Namun para ahli mengatakan pada hari Jumat bahwa produksi berskala besar masih tinggal bertahun-tahun - dan jika tidak dilakukan dengan benar dapat membanjiri atmosfer dengan gas rumah kaca yang berubah iklim.
Es yang mudah terbakar adalah campuran beku air dan gas alam terkonsentrasi.Secara teknis dikenal sebagai metana hidrat, dapat menyala dalam keadaan beku dan diyakini terdiri dari salah satu bahan bakar fosil paling melimpah di dunia.
Kantor berita resmi China Xinhua melaporkan bahwa bahan bakar tersebut berhasil ditambang oleh sebuah rig pengeboran yang beroperasi di Laut Cina Selatan pada hari Kamis. Menteri Pertanahan dan Sumber Daya China Jiang Daming menyatakan peristiwa tersebut merupakan momen terobosan yang menggembar-gemborkan "revolusi energi global" potensial.
Seorang kru pengeboran di Jepang melaporkan operasi sukses serupa dua minggu sebelumnya, pada tanggal 4 Mei di lepas pantai di Semenanjung Shima.
Bagi Jepang, methane hydrate menawarkan kesempatan untuk mengurangi ketergantungannya pada bahan bakar impor jika bisa memasuki cadangan di lepas pantai. Di China, ini bisa menjadi pengganti yang lebih bersih untuk pembangkit listrik tenaga batu bara dan pabrik baja yang telah mencemari banyak negara dengan asap yang merusak paru-paru.
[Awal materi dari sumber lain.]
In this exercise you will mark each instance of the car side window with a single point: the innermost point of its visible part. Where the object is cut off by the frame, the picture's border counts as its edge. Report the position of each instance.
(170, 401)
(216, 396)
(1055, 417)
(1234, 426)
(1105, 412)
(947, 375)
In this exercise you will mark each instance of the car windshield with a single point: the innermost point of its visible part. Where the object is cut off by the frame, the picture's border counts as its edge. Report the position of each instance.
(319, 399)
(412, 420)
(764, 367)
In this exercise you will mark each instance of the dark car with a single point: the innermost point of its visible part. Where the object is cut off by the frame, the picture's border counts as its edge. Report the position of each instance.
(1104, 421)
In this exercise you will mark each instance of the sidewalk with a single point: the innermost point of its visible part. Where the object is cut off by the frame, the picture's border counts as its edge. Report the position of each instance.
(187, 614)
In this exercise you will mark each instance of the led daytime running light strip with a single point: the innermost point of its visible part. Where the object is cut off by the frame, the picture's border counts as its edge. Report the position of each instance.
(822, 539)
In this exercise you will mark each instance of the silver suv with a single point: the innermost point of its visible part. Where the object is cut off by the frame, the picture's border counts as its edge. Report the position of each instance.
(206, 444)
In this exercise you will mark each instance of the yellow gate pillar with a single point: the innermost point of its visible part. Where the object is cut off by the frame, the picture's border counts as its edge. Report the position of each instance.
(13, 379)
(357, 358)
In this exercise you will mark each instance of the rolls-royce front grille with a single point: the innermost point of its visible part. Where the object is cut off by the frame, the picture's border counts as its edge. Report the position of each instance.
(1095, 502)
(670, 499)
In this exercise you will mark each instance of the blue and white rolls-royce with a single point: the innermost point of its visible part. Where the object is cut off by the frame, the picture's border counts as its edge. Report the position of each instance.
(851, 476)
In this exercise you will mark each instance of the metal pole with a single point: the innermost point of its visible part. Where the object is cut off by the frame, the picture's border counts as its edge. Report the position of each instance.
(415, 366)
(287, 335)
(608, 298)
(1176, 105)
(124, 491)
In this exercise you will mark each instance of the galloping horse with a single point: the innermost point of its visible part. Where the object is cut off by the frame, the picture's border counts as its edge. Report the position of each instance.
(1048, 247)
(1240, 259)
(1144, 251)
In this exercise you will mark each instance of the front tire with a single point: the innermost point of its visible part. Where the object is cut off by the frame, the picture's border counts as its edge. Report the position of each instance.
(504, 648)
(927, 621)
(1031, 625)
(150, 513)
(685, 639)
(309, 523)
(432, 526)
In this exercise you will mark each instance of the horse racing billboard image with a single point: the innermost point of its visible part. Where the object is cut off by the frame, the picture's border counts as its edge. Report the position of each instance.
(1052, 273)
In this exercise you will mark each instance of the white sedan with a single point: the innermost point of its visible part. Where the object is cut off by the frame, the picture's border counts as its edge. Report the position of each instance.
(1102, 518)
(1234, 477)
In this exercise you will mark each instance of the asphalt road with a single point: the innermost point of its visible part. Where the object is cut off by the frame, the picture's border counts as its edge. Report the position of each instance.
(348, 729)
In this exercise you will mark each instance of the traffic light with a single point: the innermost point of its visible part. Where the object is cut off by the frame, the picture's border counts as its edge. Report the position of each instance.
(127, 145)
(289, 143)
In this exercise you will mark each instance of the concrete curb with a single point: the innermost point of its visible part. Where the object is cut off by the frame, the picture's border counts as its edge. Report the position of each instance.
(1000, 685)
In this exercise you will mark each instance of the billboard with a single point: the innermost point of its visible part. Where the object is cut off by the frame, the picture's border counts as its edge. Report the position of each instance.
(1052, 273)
Laut Cina Selatan telah menjadi titik pusat ketegangan politik regional karena China telah mengklaim wilayah persawahan yang besar sebagai wilayahnya sendiri. Upaya eksplorasi minyak laut sebelumnya oleh China mendapat perlawanan, terutama dari Vietnam, namun operasi hidrat metananya digambarkan berada di luar wilayah yang paling sulit diperebutkan.
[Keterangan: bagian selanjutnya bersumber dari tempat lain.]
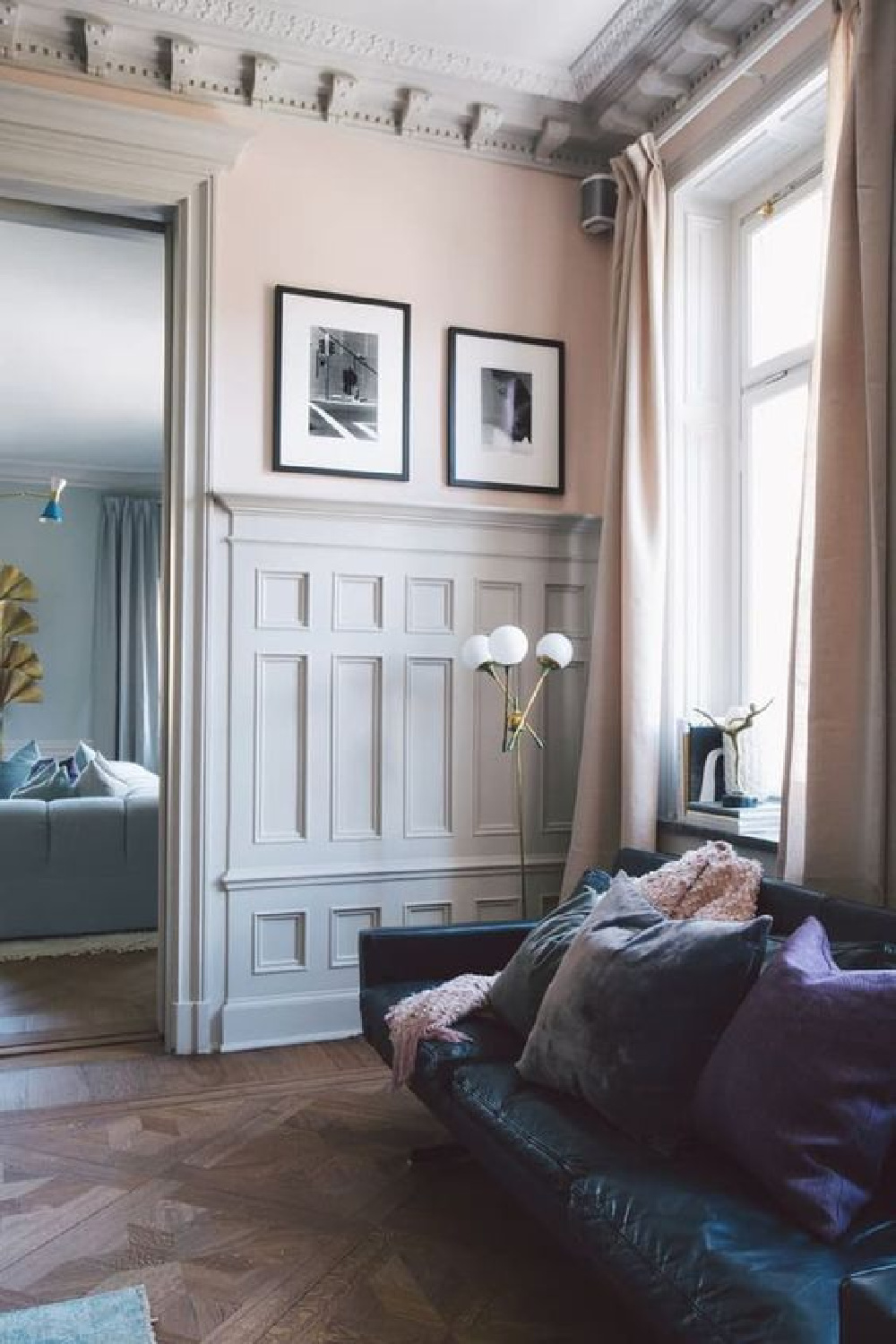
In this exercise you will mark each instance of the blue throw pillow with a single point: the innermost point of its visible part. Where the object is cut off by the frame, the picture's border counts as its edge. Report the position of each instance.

Methane hydrate telah ditemukan di bawah dasar laut dan dikuburkan di dalam lapisan es Kutub Utara dan di bawah es Antartika. Amerika Serikat dan India juga memiliki program penelitian yang mengupayakan teknologi untuk menangkap bahan bakar.
Perkiraan cadangan devisa di seluruh dunia berkisar antara 280 triliun meter kubik (10.000 triliun kaki kubik) hingga 2.800 triliun meter kubik (100.000 triliun kaki kubik), menurut Administrasi Informasi Energi AS. Sebagai perbandingan, total produksi gas alam di seluruh dunia mencapai 3,5 miliar meter kubik (124 miliar kaki kubik) pada tahun 2015, tahun terakhir tersedia.
Itu berarti cadangan metana hidrat dapat memenuhi permintaan gas global selama 80 sampai 800 tahun pada tingkat konsumsi saat ini.
Namun upaya untuk berhasil mengekstrak bahan bakar pada keuntungan telah berhasil menghindari perusahaan energi swasta dan milik negara selama beberapa dekade. Itu sebagian karena tingginya biaya teknik ekstraksi, yang melibatkan sejumlah besar air dan tenaga untuk membanjiri cadangan hidrat metana sehingga bahan bakar bisa dilepaskan dan dibawa ke permukaan.
Ada juga masalah lingkungan.
Jika kebocoran metana hidrat selama proses ekstraksi, maka gas rumah kaca dapat meningkatkan emisi gas rumah kaca. Bahan bakar juga dapat menggantikan energi terbarukan seperti tenaga surya dan angin, kata David Sandalow, mantan pejabat senior di Departemen Luar Negeri AS sekarang di Pusat Kebijakan Energi Global Columbia University.
Namun, jika bisa digunakan tanpa bocor, ia berpotensi mengganti batubara yang tidak stabil di sektor listrik dan menurunkan emisi karbon dioksida yang mengubah iklim.
"Implikasi iklim dari memproduksi hidrat gas alam sangat rumit. Ada beberapa manfaat potensial, namun memiliki risiko yang cukup besar," kata Sandalow.
Produksi skala komersial bisa "transformatif untuk Asia timur laut, terutama untuk Jepang, yang mengimpor hampir semua kebutuhan hidrokarbonnya," kata James Tavener, seorang peneliti industri energi senior di IHS Market, sebuah perusahaan konsultan yang berbasis di London.
Konsensus di dalam industri ini adalah bahwa pembangunan komersial tidak akan terjadi sampai setidaknya 2030. Output skala yang lebih kecil dapat terjadi pada awal 2020, kata Tim Collett, seorang ilmuwan dari US Geological Survey.
"Jalan untuk memahami kapan atau jika hidrat gas akan diproduksi secara komersial akan membutuhkan banyak upaya pengujian yang serupa dan lebih banyak lagi," kata Collett.